Good staff is worth its weight in gold
Walking the tightrope between “work-life balance” and “four-day week”
(mud) – Recently, WTH Managing Director Gero Thieme has again hired new employees. And there will probably also be a trainee again this year. The company boss is glad that both have worked out. He is convinced that good employees are indispensable for the success of the business. However, he also knows how difficult it is to recruit committed and reliable personnel for the company. Today, applicants can almost “choose” their future employers themselves.
And it’s by no means just about what ends up in the employees’ bank accounts. New buzzwords include “work-life balance” and “four-day week. Childcare or travel to and from the place of work also often play an important role in job interviews. Not all applicants are concerned solely with good performance for the company.
The company boss looking for personnel must have something attractive to offer so that interested parties sign the employment contract. The long-distance trading company WTH GmbH in Stade near Hamburg is focusing on growth. And that’s why WTH boss Gero Thieme also has challenging, creative techno-commercial jobs and content to offer committed personalities.
Typical for WTH is: A great deal of “freedom” is offered in the realization of work content and the use of modern in-house IT infrastructure. – At the same time, employees who are no strangers to “entrepreneurial thinking” will find the greatest possible opportunities for development here.
The company management expects employees to act proactively and responsibly and to deal effectively with work routines as well as internal reporting and IT infrastructures. Equally important to the young company boss is a high level of independent learning and communication of findings. Building up or cultivating “master knowledge” is an absolute no-no at WTH! The WTH management is pleased with the men and women who have been with the company for many years for the most part – and with those who have recently joined.

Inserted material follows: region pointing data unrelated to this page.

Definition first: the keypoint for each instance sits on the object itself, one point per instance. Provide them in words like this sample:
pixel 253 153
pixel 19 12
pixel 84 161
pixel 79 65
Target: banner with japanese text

Because the current personnel market situation is not easy, Thieme has repeatedly noted. It is definitely difficult to find suitable and committed personnel, both intellectually and in terms of personal attitudes and expectations.
At present, potential employees are often at best prepared to “work through” the agreed working hours and expect both that the work can be done in this time and that work is always available in an appropriately “measured” manner. Sometimes there is a lack of initiative to creatively fill these free spaces in the interests of the company, for example through further training.
Conclusion for Thieme: If we speak of a “buyer’s market” in sales when we mean high, sometimes almost ruinous competition, then one could speak analogously of the “personnel market” as an “applicant’s market” likewise with partially exaggerated expectations.